Donc un espace de dimension 1,4, c’est une ligne repliée sur elle même de façon récursive de sorte qu’à force de la replier à l’infini elle finisse par recouvrir complètement une surface, mais si on s’arrête avant (et il faut bien s’arrêter un jour) alors la surface a encore des trous et la deuxième dimension n’est pas complète : 1 (la ligne)+0,4 (le repliement). Pour la dérivation c’est un peu plus compliqué à expliquer. Alors je vous propose de vous filer mes notes de conférence (3 pages). Demandez moi.

Mme Fisher, voilà, j’ai vieilli, je sais. Je suis loin d’être devenu un spécialiste de ce genre de chose, mais au moins j’ai une idée de ce dont il retourne, et cette idée m’a même ouvert quelques perspectives en ce qui concerne mon travail de recherche : ben oui, les réseaux de neurones, il y a un peu de fractalité quand on y réfléchit bien… Alors en somme, merci beaucoup Alain pour cette conférence remarquable de clarté et de pédagogie et qui m’a enfin permis de rayer quelques lignes de ma liste des mystères de ce monde.

1. En première année, le projet TIPE sert d’entrainement à celui que l’on fait en seconde année et que l’on doit soutenir en concours. J’avais alors choisi l’effet Zeeman. Quoi vous vous en fichez ? C’est pas moi qui vous ai demandé de lire cette note ! LOL

2 réponses à “Message pour Mme Fisher”

  • Laurent:

    Nous en avons parlé avec Pam à midi, ça devait être très intéressant hier (notamment le 2,3).

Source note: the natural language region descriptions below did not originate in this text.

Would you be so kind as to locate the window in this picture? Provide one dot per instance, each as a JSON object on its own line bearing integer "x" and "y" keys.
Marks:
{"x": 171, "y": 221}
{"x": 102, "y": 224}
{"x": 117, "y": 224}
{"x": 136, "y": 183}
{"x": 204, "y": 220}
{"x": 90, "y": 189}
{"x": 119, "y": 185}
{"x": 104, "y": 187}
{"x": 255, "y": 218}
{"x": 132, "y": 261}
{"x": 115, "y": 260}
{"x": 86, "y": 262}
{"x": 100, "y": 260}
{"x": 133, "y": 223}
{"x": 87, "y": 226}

Malheureusement l’A86 à occupé tout mon après midi (snif…)
    PS: Je veux bien jeter un coup d’oeil à tes notes !!

  • Yobe:

    Pas de problème, elles sont au labo.

    J’ai quand même oublié de donner une dimension (lol) pratique à ce billet, en donnant des exemples concrets: l’interface air-poumon a une dimension de 2,97, c’est-à-dire que c’est très très proche d’un volume (ça c’est ce qui s’appelle optimiser la surface d’échange !).
    D’un point de vue plus technologique, construire un filtre RC-gamma en cascade de dimension 2,3 permet de briser le compromis bien connu entre stabilité-précision: c’est-à-dire qu’on peut optimiser les deux séparément.